Он не видел, как в раскинувшихся на черном лесистом предгорье шатрах всколыхнулось сначала шумно и недоумевающе, а потом, точно бы осознав и свою причастность к происходящему в душе у воеводы, воины притихли и стали привычно послушны в небесный простор распахнувшемуся Слову и уж внимали только ему. В их воображении, не утесняемом никакими привнесенными извне правилами, вспыхивали картины, одна чуднее другой, и людям не надо было ничего страгивать на сердце, чтобы увидеть себя в числе тех, кто, подчиняемо Слову, поднялся из праха и спускал ярко расцвеченные лодьи в ближние, колеблемые несильным ветром, утесняющие прибрежье, искряно-белые волны Русского моря, а потом плыл невесть куда… но, скорее, к Славе. Ах, как же приятно сознавать свою силу и до боли в глазах вглядываться в дальнее, бескрайнее и угрюмоватое море и понимать себя как часть его, необъятного и загадочного! О, Боги, и да пребудете вы с нами в деяниях наших до веку и да не иссякнет, не помельчает ручеек тепла от благодеяний ваших!
5.
Тускло и горестно. Ярополк вроде бы еще живет, а вроде бы уже и нет. Можно ли назвать жизнью то, что происходит в нем и вокруг него? Все как бы замедлилось, сделалось нечетко, ослабленно выражено, вон даже золотое шитье в великокняжьем тереме, раньше укрывавшее чуть подернутые плесенью углы и радовавшее глаз узорочьем, ныне стало не так красно, точно бы оскудело, вдруг расшевелится, расплещется, а то и утянется на сторону, вспугнутое нечаянным ветром, чуждым теремному покою.
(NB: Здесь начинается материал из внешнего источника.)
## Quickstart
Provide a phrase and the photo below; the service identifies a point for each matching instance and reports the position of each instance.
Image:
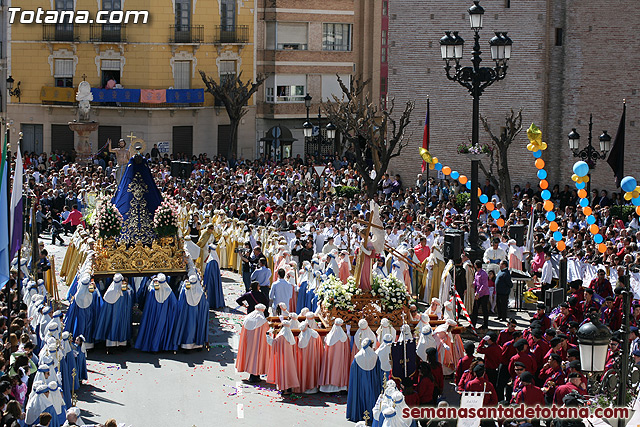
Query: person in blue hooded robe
(157, 328)
(114, 322)
(213, 280)
(84, 311)
(365, 382)
(67, 367)
(192, 326)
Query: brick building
(300, 49)
(564, 66)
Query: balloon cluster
(536, 146)
(463, 180)
(580, 173)
(632, 191)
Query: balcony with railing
(108, 33)
(186, 34)
(60, 32)
(231, 34)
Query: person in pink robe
(282, 366)
(344, 266)
(310, 350)
(253, 355)
(368, 254)
(336, 360)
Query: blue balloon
(628, 184)
(581, 168)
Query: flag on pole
(616, 157)
(425, 135)
(17, 201)
(4, 216)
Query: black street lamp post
(589, 154)
(475, 79)
(317, 145)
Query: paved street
(200, 388)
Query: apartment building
(144, 77)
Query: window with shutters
(227, 69)
(63, 73)
(291, 35)
(336, 37)
(228, 15)
(182, 74)
(110, 71)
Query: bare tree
(234, 94)
(370, 130)
(501, 144)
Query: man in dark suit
(503, 289)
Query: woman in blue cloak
(84, 311)
(114, 322)
(213, 280)
(365, 382)
(157, 328)
(192, 326)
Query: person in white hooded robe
(336, 360)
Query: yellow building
(180, 38)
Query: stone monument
(83, 127)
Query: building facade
(301, 50)
(145, 76)
(563, 67)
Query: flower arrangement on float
(165, 218)
(107, 219)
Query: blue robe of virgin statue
(192, 325)
(157, 328)
(83, 312)
(213, 280)
(365, 382)
(114, 322)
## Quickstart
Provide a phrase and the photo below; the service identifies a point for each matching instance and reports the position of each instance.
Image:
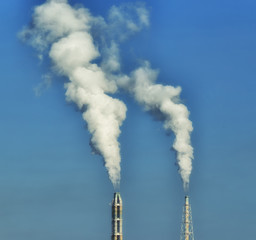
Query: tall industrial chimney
(117, 221)
(187, 232)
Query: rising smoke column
(164, 103)
(68, 35)
(64, 33)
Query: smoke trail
(164, 103)
(69, 36)
(66, 34)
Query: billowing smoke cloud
(85, 49)
(65, 34)
(163, 102)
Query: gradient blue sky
(52, 187)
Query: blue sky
(53, 187)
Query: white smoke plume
(164, 103)
(64, 33)
(85, 49)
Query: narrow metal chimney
(187, 232)
(117, 221)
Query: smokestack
(187, 232)
(117, 221)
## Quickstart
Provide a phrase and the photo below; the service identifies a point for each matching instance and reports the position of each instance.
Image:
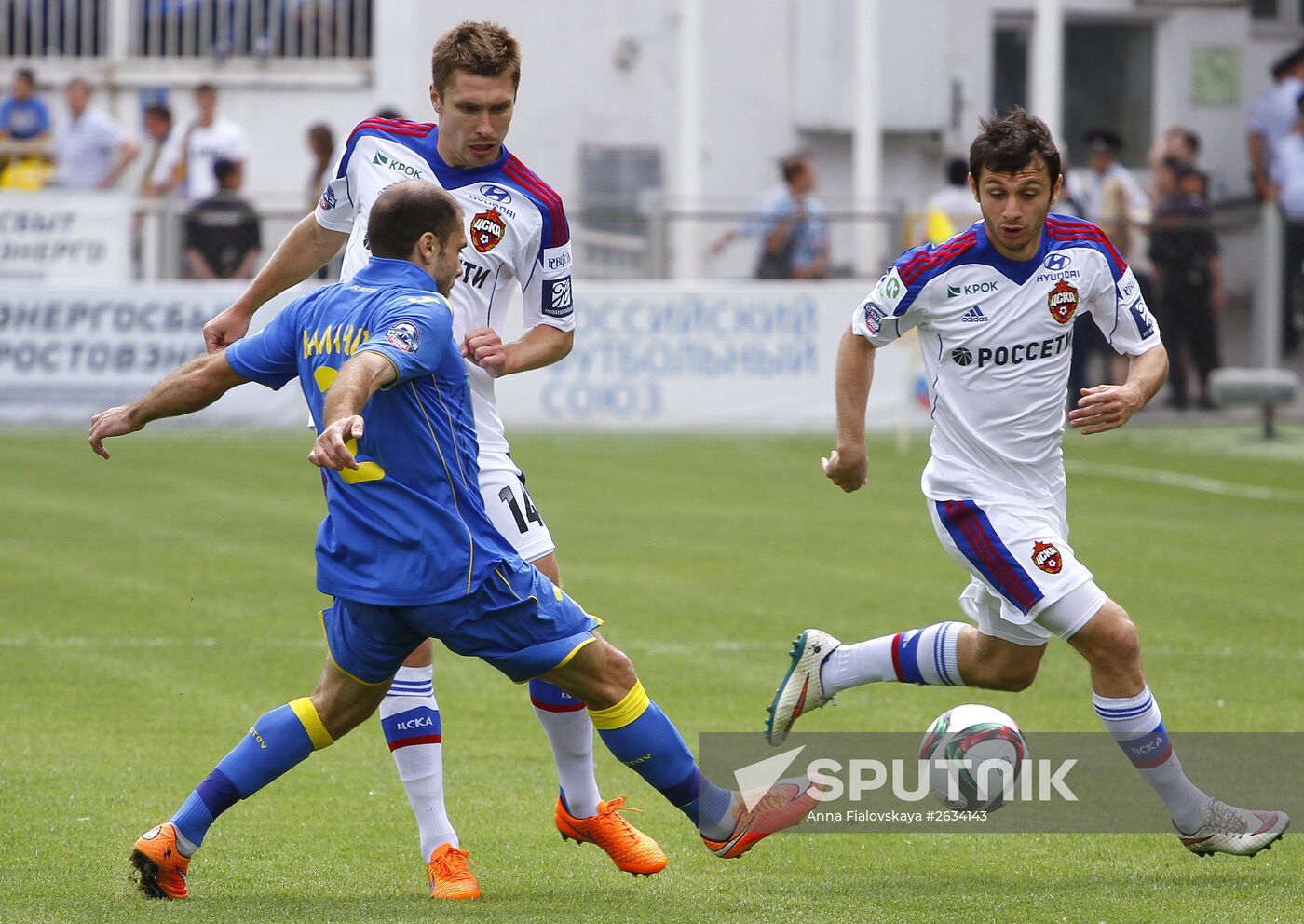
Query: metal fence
(258, 29)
В прежние леты иль допустили бы ближние люди подобное нестроение? Тут еще со времен старого Игоря было умиротворенно, и самый наисильнейший не нарушал к созерцанию влекущую, ничему в живом мире не подчиняемую тишину. Ярополку в сладость и утешение эта тишина. Случалось, он приходил сюда ближе к вечеру, когда упадал сумерек и стены с начертанной на них, легкой и изящной, а кое-где и веселой росписью, приметно глазу, тускнели. Ярополк пристраивался возле низкого, круглого, серебром истаивающего оконца, и подолгу сидел, прислонившись к прохладной стене, и неподвижно глядел на все более сгущающуюся тьму. Он наблюдал за нею до тех пор, пока она и вовсе не загустевала. Но тьма была снисходительна к нему, к его душевному состоянию, ничего не требуя от него и в то же время открывая еще не прозреваемое им. Раздвинувшись в мыслях, он видел что-то робкое и сладостное, сошедшее к нему не по чьему-то жесткому повелению, а по собственному желанию. Ясность, упадавшая от его видений, не таила в себе разгадки, она как бы отслеживалась вдалеке, и при каждом движении Ярополковой мысли в ее сторону отодвигалась. Вначале это не то чтобы раздражало, князь никогда не предавался злой страсти, смущало, скорее. Думалось, что в нем не хватает чего-то, в душе, знать, не очистилась еще от земной пагубы. Делалось грустно. Но грусть не была сильной, едва коснувшись сущего в нем, уходила, иной раз даже возникало чувство, что без нее ему стало бы не так надежно на земле, она как бы помогала ему проникаться собственной сутью.